Portuguese (Beginners): Sascha Stollhans

Sascha, from Germany, studied Beginners' Portuguese at the University Language Centre (ULC).

Why did you choose to study a language at The University of Manchester?

Sascha Stollhans

I'm a PhD student and Teaching Assistant in Linguistics, and I work on Germanic and Romance languages. Therefore, I've always had a natural passion for languages, and I've wanted to learn Portuguese for quite a while.

Studying Portuguese is helping me with my PhD project, and it's great to get to know a different culture. It's not only a fantastic hobby to have, but also a useful and invaluable skill to acquire.

Apart from class time, how much time did you spend a week on your studies?

It was a demanding course, and I definitely had to put work in. However, my tutor always made sure that we could meet the demands of the course, and that we had enough time in class to revise and practise. On average, I probably spent about two to three hours a week on my studies outside of class time.

How did you find your course in terms of level?

It was a beginners' course with a great level of progression - we made good progress every week, while not being stretched too thinly.

What did you most enjoy about your course?

I enjoyed meeting lots of people from different backgrounds who all had an interest in studying Portuguese. The atmosphere in class was fantastic - it was good fun, and it was great to see how much progress we were making.

Being a language teacher myself, I must admit that I tend to be rather critical of other language teachers - our tutor was outstanding though. He used a variety of interactive teaching methods and always made sure everyone felt at ease, while being challenged at the same time.

Have you been able to put your newly acquired language skills to use outside the classroom?

Yes, our tutor was always happy to recommend Brazilian and Portuguese music, and we even read a short novel in Portuguese.

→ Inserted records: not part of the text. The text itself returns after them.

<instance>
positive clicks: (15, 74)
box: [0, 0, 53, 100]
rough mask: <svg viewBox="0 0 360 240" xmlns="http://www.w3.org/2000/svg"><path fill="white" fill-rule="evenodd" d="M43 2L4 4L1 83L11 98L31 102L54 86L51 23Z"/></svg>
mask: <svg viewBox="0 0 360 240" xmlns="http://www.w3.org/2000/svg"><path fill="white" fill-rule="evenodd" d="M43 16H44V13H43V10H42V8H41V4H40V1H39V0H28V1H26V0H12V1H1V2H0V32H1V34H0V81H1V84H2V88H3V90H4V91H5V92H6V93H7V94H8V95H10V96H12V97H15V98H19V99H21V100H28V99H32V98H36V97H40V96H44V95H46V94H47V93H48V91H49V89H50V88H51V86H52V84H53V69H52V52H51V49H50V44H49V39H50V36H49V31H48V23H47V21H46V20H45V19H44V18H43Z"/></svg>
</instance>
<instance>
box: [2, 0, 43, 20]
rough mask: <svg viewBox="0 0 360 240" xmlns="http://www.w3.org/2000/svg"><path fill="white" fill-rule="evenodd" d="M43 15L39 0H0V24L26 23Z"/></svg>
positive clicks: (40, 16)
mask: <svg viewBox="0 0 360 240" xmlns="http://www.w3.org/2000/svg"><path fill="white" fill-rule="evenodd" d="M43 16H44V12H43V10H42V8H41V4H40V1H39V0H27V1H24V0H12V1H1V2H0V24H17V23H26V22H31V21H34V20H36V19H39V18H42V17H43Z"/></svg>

What advice would you give to someone intending to study a language at the University Language Centre?

Just do it.

The Language Centre offers a great range of European and non-European languages. The classes are taught by expert teachers who are passionate about their subjects, and it's amazing to see how much you can learn within a short period of time.

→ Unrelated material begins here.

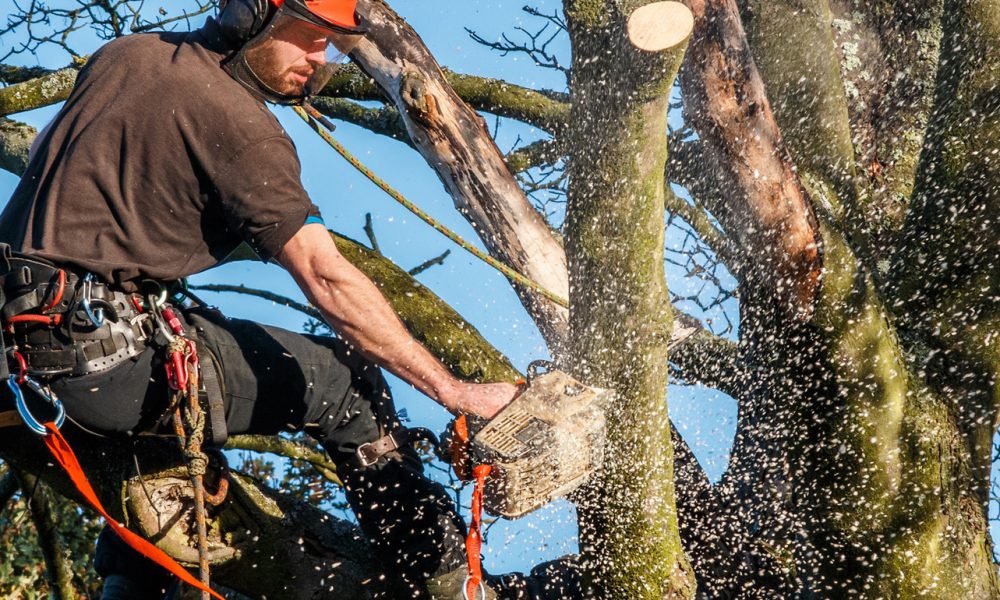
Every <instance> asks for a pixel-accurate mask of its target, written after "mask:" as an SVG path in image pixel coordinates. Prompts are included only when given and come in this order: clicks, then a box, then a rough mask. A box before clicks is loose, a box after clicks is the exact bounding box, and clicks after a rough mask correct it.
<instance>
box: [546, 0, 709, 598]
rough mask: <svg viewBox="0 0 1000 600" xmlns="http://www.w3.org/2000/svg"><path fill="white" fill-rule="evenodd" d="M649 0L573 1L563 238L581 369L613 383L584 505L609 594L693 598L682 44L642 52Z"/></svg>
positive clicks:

Try to immerse yourself in the language as much as possible, by listening to music or reading books in the language you're studying. It doesn't matter if your goal is to become fluent, to learn something about a different culture, to meet new people, or to improve your understanding of language in general - learning a new language is always going to be worth it. It's a great skill to have and it will look good on your CV as well.